APPEAL from a judgment and an order of the circuit court for Douglas County No. 2021CF395: KELLY J. THIMM, Judge.

Before Stark, P. J., Hruz and Gill, JJ.

Per curiam opinions may not be cited in any court of this state as precedent or authority, except for the limited purposes specified in WIS. STAT. RULE 809.23(3).

PER CURIAM.

¶1 Jacob Bertelsen appeals from a judgment convicting him of two felonies and from an order denying his postconviction motion. Bertelsen contends that: (1) evidence seized from his vehicle without a warrant should have been suppressed; and (2) his attorney provided constitutionally ineffective assistance by failing to argue that the automobile exception to the warrant requirement did not apply here because Bertelsen's vehicle was not readily mobile.

¶2 We conclude that Bertelsen forfeited his right to directly challenge whether the automobile exception applies in this case. We further conclude that Bertelsen's attorney did not perform deficiently by failing to raise the mobility issue because it is an area of unsettled law, especially under the facts of this case. Accordingly, we affirm.

BACKGROUND

¶3 Police officers responding to a call of a disturbance discovered Bertelsen and another man, Michael Valentine, standing beside two vehicles connected by jumper cables in a parking lot shared by several businesses, including an O'Reilly Auto Parts store. Valentine told the officers that he was an off-duty employee of O'Reilly's and had been "banging" on the fuel pump of Bertelsen's vehicle, trying to fix it, while also attempting to jump start the vehicle.

¶4 The officers recognized Bertelsen and arrested him for violating a temporary restraining order earlier in the day. One of the officers walked over to Bertelsen's vehicle and through the window observed what appeared to be a methamphetamine pipe in plain view. The officer then searched the vehicle and recovered baggies of methamphetamine and other drug paraphernalia.

¶5 The State charged Bertelsen with possession of methamphetamine with intent to deliver and several other offenses. Bertelsen moved to suppress the evidence seized from his vehicle, challenging whether the officer had probable cause for the search. After the circuit court denied the suppression motion, Bertelsen pled guilty to the drug charge and a bail jumping count, in exchange for the dismissal of six other charges and a joint sentencing recommendation, consisting of four years' initial confinement followed by four years' extended supervision. The court accepted Bertelsen's pleas and followed the parties' sentence recommendation.

¶6 Bertelsen then moved to withdraw his pleas on the basis of ineffective assistance of counsel.

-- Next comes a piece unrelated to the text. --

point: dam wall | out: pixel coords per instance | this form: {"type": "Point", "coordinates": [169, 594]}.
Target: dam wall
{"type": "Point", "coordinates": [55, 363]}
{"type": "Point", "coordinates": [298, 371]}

Bertelsen alleged that his trial attorney should have raised an additional ground for suppressing the evidence seized from Bertelsen's car-namely, that the automobile exception to the warrant requirement did not apply because Bertelsen's vehicle was not readily mobile.

¶7 At an evidentiary hearing on the plea withdrawal motion, Bertelsen's trial attorney testified that he had no strategic reason for failing to raise the vehicle mobility issue; he merely did not think of it. Valentine testified that due to the fuel pump issue, Bertelsen's vehicle was not working and was not able to be driven away during the entire time that the police were at the scene. Valentine could not recall whether he informed the officers that the vehicle was inoperable. Valentine also did not know what was causing the fuel pump issue, noting that it could be anything from a loose wire, to a plugged fuel filter, to the vehicle being out of gas. He had hooked up the jumper cables to ensure that the fuel pump had sufficient voltage to work. Valentine thought that he might have been able to get the vehicle running again if he would have had more time to work on it before the police arrived. He stated that the vehicle was towed away from the parking lot the following day.

¶8 The officer who conducted the search testified that, aside from seeing an open hood and jumper cables attached to the battery, he did not observe anything that would lead him to believe that Bertelsen's vehicle was inoperable. The vehicle was not on blocks or missing any parts, and it did not have any flat tires. As far as the officer knew, the vehicle would be fine if it could be jump started.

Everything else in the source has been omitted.